El Veronés, en 1563, le representó entre los convidados a una fiesta en el cuadro: “Las Bodas de Caná”. En el cuadro, mientras todos conversan, Jesús, robusto y silencioso, fija hacia adelante la mirada, realizando la mutación del agua en vino. Su rostro pictórico no reflejaba entonces ninguna seña de su predestinado sufrimiento.
Rembrandt, en los: “Peregrinos de Emmaús”, del año 1648, no lo hace terrestre, resalta en él una doble naturaleza humana sí pero más espiritual. El simétrico rostro del hijo del Creador, se envuelve en la penumbra de su luminiscencia, resaltando a pesar de su menuda talla entre los atentos asistentes y el muro que les guarda. Y, por último, el Greco en su: “Cristo Abrazado a la Cruz”, entre 1600-1605, que contemplé en El Prado, alarga de manera inusual su figura de sacrificado, pero dirígele su mirada última en suplicante y resignado gesto de perdón hacia Dios.
Cual si en la incertidumbre de la imagen verídica hubiese Dios deseado que cada hombre o cada pueblo se formase su semblanza de Cristo, así como los otros, el nuestro tiene el suyo, tostado por el sol, moreno como el hombre de su tierra.
Cristo que ha endulzado la caña de los negros o se lanza hacia el mar agitado.

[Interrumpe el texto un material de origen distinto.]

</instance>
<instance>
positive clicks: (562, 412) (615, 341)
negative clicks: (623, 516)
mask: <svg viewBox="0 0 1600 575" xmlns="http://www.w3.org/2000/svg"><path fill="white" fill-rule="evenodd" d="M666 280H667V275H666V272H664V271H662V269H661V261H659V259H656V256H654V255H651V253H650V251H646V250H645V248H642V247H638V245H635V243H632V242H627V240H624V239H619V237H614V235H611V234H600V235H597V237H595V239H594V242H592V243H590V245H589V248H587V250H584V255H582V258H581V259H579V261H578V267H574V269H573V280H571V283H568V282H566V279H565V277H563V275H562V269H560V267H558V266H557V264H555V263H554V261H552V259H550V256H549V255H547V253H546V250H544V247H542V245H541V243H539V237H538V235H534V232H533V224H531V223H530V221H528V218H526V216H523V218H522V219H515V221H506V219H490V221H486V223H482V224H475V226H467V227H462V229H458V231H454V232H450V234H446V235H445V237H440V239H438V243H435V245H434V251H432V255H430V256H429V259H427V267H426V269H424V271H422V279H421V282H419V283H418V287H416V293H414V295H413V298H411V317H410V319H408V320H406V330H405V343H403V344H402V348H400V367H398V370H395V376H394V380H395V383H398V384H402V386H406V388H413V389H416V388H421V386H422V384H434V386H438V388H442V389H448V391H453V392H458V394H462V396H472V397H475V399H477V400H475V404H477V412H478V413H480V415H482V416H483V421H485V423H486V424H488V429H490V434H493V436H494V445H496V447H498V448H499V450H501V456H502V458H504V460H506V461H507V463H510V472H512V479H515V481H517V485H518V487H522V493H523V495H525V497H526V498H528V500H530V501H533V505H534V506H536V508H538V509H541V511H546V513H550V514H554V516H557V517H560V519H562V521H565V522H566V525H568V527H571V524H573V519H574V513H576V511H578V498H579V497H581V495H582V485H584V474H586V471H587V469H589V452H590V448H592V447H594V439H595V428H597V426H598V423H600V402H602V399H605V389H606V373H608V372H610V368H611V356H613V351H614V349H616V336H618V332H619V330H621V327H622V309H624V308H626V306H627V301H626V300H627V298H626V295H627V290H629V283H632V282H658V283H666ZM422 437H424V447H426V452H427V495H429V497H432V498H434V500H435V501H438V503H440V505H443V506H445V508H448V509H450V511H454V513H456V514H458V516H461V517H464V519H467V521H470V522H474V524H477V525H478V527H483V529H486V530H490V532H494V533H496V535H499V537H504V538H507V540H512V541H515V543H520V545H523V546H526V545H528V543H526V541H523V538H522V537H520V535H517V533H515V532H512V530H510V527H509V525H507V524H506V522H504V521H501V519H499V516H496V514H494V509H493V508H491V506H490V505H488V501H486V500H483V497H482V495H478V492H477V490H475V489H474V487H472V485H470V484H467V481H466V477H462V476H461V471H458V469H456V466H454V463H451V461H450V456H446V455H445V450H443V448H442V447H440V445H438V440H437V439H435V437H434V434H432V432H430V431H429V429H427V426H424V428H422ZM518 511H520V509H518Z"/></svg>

Cristo que se ha adentrado en la indígena selva o sube a los andinos montes a dialogar con Dios, el Cristo oscuro, el Cristo sudoroso, el Cristo con betún, es el nuestro.
Nazareno que en la sublime hora de la cristiana reflexión reúne por igual en el amor de Dios, al pobre, al rico, al que se encuentra en la ciudad o en la aldea, al que vive aquí y al que está fuera.
Ante la Ceiba de San Francisco qué piadosa es Caracas; entre las calles de la Asunción que grande es Margarita; entre las calles de los andes que grande es La Grita; entre las calles de San Fernando, qué pequeño es el llano ante la Venezuela en procesión.
Aun cuando a Michelena la muerte le impidió terminar nuestra: “Última Cena”, lienzo magnifico que se encuentra en nuestra admirable Catedral, entremezclados los píncelos con los colores patrios, el pueblo cada día completa con su fe la obra inacabada.
El rostro de Jesús como haya sido, el de la Sábana Santa de Turín o el del Sudario de Oviedo que tantas veces vi, es el rostro de la humanidad que padece pero salva y bendice a los hombres.